O Comité de Medicamentos para Uso Humano da Agência Europeia de Medicamentos (EMA, na sigla em inglês) recomendou à Comissão Europeia a aprovação do Enhertu (trastuzumab deruxtecan), da AstraZeneca e da Daiichi Sankyo, como monoterapia para o tratamento adjuvante de pacientes adultas com cancro da mama HER2-positivo ressecado que apresentam doença invasiva residual após tratamento neoadjuvante à base de taxanos e terapias direcionadas ao HER2.
Os especialistas da EMA basearam o parecer para aprovação do Enhertu nos resultados do ensaio clínico de Fase III DESTINY-Breast05, apresentados no Congresso da Sociedade Europeia de Oncologia Médica de 2025 e já publicados no “The New England Journal of Medicine”.

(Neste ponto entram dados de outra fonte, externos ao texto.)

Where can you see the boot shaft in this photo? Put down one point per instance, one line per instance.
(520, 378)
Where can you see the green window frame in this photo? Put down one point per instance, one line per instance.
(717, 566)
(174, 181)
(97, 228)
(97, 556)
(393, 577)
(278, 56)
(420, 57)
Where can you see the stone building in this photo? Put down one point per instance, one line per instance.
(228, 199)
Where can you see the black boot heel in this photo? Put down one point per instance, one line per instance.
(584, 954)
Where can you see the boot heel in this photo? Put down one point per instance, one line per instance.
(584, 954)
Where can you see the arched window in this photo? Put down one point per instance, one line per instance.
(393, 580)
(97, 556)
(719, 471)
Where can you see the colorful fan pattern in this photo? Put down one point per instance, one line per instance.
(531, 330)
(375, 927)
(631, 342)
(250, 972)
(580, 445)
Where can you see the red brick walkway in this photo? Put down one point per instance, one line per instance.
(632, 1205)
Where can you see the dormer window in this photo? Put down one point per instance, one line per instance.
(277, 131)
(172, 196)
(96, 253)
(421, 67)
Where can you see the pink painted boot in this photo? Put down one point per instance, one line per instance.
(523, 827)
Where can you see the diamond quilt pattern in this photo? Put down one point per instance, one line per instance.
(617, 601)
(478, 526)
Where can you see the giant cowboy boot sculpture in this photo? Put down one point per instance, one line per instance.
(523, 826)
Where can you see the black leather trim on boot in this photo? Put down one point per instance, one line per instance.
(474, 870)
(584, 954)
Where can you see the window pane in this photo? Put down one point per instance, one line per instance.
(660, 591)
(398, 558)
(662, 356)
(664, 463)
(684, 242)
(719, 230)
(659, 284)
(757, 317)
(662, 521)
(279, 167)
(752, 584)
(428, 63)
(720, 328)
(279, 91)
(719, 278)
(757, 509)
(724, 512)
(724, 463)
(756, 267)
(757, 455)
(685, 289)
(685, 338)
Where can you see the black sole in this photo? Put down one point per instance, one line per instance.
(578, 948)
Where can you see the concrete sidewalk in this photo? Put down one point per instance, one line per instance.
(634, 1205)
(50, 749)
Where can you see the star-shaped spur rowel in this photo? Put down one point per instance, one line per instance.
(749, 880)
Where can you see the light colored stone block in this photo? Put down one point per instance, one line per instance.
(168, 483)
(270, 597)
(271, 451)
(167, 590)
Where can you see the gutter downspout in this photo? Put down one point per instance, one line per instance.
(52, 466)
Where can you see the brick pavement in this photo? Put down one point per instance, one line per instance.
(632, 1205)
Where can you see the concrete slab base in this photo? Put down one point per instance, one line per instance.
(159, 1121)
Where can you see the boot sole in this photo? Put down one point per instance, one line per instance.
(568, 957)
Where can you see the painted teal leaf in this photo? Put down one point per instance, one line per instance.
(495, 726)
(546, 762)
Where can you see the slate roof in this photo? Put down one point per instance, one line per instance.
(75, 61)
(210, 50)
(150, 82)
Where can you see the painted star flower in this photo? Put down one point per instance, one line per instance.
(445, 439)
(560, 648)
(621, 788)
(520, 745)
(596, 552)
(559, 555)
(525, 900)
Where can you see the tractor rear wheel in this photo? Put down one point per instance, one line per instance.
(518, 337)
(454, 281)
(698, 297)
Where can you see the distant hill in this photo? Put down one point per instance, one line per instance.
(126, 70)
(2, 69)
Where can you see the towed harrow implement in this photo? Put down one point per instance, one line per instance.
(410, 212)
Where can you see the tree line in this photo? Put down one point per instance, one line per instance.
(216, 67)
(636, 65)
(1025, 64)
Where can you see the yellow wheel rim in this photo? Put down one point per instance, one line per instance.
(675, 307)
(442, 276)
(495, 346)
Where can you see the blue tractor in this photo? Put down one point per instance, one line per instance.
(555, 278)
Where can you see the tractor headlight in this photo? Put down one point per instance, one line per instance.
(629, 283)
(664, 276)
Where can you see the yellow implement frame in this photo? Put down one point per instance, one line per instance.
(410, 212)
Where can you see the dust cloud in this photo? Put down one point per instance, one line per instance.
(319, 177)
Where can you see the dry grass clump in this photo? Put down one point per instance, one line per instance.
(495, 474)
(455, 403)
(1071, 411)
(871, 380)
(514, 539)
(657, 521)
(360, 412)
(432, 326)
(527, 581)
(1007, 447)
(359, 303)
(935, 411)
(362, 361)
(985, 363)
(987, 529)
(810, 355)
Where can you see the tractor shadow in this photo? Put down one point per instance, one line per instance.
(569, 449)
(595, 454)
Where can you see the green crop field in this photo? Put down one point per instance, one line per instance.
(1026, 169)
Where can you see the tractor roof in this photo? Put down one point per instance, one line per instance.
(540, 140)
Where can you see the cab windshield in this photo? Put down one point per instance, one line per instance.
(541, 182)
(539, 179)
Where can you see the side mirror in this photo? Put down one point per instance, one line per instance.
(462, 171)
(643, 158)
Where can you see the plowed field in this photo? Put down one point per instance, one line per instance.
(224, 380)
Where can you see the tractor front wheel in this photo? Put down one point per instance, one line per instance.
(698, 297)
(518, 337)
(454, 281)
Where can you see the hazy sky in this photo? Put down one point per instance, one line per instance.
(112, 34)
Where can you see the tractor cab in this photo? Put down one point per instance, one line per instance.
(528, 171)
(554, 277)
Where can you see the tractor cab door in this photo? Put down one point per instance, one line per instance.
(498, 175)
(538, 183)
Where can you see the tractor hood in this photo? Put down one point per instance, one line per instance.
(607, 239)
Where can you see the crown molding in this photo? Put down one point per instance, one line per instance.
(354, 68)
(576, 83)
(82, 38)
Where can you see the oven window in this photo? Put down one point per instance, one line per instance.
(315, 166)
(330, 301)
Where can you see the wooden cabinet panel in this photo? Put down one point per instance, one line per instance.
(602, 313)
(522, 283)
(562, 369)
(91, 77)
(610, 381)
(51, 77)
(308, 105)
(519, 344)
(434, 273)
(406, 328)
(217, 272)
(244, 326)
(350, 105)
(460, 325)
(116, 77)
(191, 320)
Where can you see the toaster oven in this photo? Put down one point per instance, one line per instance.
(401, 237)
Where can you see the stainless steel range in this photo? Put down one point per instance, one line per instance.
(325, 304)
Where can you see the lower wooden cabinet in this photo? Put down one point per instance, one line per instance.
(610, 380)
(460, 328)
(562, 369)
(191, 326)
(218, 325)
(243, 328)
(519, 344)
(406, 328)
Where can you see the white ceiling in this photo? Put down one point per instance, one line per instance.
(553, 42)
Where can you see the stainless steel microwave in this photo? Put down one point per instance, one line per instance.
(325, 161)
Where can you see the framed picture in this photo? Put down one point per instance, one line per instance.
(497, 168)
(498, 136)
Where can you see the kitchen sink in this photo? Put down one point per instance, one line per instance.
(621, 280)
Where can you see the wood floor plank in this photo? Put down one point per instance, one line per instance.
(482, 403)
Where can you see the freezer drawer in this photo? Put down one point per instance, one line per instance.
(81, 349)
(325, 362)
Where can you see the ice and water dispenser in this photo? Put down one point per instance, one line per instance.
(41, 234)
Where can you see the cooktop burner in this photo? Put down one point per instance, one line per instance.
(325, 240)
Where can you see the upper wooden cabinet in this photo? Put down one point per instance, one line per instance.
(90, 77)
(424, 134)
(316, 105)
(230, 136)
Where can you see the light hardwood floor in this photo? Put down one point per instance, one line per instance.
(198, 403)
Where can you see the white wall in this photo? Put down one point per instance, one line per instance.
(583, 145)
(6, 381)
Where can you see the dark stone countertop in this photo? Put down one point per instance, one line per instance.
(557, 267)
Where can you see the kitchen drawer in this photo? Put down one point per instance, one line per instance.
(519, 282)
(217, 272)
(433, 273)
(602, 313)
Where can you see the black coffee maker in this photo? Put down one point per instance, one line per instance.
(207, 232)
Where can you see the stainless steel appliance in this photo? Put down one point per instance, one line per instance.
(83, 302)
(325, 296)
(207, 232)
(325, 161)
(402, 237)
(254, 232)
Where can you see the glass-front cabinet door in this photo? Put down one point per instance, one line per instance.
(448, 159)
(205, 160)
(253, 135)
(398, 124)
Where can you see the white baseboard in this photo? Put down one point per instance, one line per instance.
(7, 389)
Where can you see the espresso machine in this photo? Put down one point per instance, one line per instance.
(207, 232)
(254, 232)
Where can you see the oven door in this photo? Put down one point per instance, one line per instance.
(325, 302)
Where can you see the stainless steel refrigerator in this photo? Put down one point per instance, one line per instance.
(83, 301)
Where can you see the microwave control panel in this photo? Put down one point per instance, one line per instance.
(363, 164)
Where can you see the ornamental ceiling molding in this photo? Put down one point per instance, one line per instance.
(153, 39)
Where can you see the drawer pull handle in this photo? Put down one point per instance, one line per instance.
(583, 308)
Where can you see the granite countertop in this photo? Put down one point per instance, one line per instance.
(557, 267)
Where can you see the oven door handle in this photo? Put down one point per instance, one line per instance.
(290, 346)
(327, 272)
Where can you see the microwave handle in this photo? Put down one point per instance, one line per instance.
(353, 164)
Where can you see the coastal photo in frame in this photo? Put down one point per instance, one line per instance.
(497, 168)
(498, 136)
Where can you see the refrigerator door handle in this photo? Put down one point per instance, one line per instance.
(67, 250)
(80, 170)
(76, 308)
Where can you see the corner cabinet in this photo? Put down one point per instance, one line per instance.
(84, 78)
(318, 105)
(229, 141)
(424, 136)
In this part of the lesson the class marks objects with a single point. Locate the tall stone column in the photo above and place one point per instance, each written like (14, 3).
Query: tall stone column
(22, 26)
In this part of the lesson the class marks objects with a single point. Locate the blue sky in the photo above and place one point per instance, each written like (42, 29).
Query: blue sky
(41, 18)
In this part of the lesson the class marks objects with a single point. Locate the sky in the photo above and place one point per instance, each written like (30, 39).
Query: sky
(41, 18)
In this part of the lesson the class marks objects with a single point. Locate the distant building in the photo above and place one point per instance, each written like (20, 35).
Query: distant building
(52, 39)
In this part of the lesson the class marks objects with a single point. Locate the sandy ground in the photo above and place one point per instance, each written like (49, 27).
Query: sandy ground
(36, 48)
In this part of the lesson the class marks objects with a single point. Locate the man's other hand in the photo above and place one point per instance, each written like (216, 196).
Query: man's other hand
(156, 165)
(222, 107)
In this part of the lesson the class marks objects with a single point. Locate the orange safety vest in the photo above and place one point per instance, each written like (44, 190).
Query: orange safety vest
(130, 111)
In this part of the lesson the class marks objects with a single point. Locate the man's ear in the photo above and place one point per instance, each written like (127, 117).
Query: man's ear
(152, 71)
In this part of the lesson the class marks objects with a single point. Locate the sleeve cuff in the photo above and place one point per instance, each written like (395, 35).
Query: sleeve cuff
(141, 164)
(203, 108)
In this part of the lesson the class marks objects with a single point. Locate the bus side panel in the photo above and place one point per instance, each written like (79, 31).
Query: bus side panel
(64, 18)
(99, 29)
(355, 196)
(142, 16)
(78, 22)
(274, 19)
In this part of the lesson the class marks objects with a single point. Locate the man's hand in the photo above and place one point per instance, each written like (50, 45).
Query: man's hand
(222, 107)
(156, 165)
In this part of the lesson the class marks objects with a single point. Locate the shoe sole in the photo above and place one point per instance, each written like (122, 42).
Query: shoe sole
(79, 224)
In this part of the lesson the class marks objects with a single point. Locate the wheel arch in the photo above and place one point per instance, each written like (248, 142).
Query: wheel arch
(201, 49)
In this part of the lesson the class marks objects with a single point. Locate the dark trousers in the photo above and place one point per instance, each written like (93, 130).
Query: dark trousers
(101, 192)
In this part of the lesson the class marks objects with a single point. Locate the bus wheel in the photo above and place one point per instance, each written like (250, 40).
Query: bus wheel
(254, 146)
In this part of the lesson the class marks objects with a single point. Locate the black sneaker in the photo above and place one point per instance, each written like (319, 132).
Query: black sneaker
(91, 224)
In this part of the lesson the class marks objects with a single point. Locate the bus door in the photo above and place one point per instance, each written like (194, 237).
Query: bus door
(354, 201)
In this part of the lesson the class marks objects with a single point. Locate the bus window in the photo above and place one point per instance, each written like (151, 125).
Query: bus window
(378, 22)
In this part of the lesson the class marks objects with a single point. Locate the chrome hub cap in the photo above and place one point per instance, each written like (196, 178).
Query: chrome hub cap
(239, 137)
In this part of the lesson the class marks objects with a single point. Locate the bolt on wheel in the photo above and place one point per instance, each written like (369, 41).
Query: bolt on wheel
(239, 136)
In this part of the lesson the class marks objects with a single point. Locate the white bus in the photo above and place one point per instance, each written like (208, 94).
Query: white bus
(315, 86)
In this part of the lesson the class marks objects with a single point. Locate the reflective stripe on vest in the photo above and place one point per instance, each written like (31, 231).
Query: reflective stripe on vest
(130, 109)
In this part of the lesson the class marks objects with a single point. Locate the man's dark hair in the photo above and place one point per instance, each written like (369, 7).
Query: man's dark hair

O parecer positivo da EMA “representa um passo significativo para a introdução do Enhertu no tratamento do cancro da mama HER2-positivo em estágio inicial, na UE. O Enhertu reduziu o risco de recorrência da doença em mais da metade em comparação com o tratamento adjuvante padrão para pacientes com doença residual e, se aprovado, poderá redefinir o cuidado pós-cirúrgico na UE, mantendo as pacientes livres da doença por mais tempo e aumentando o potencial de cura”, afirmou, citada em comunicado da AstraZeneca, Susan Galbraith, Vice-Presidente Executiva de Pesquisa e Desenvolvimento em Oncologia e Hematologia da AstraZeneca.
Também, John Tsai, Diretor Global de I&D da Daiichi Sankyo, afirmou: “Pacientes com cancro da mama inicial HER2-positivo que apresentam doença residual após o tratamento neoadjuvante têm um risco substancialmente maior de recorrência, o que torna o tratamento adjuvante eficaz especialmente importante”, e por isso o parecer positivo da EMA “reforça o papel potencial do Enhertu no contexto de intenção curativa, onde é fundamental maximizar o potencial para resultados sustentáveis a longo prazo.”